Best OpenVPN Service Provider to work with PFSense



  • Hi All,

    A question I am unable to answer, with too many reviews and different plans, but searching on all those keywords doesn't guarantee any valid results.

    The question is :

    What is the most reliable, fastest, secure and Anonymous VPN Provider on the planet to work with PFSense without any issues? (Using OpenVPN)

    This doesn't mean the cheapest, could be more expensive, but providing a reliable, fast, and professional service. Most reviews consider speed, number of servers, countries ..etc as part of the evaluation criteria.

    I currently have a new subscription with VyprVPN, just started 3 days ago, and from 3 different computers, PFSense, Mac, and Ubuntu, I failed to connect to their servers in LA. Support is still working on the issue, but I am not sure if I am going anywhere.

    With PfSense, it does connect successfully, but then disconnects seconds after the connection.

    So I find it hard to search for the best running with PfSense.

    Regards,

    Dan



  • Have a look on this site: There you can find a great overview and comparison of different providers. Hope it helps!



  • I have a working solution with VYPRvpn and pfsense.
    Can you post your config so i can assist you?

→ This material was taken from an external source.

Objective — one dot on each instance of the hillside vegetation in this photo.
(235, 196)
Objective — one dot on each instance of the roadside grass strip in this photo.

  • Privateinternetaccess works ok here. Almost no speed loss, and some drops during the day that are, for some reason I still don't know, being caused by Snort (if I delete all blocked IP's in Snort the VPN is up again immediately. Still haven't found out why Snort is blocking it).



  • @dan2010:

    What is the most reliable, fastest, secure and Anonymous VPN Provider on the planet to work with PFSense without any issues? (Using OpenVPN)

    The only true anonymous vpn I know is Cryptostorm if you buy access from a 3rd party.  Their network access is unique so check them out.  https://cryptostorm.is/
    They're still in a sort of beta mode, support can be a bit spotty at times.  There have been a few bugs but I've been happy overall.

    I've also used Liquidvpn. www.liquidvpn.com  Support has been great and they have some unique features.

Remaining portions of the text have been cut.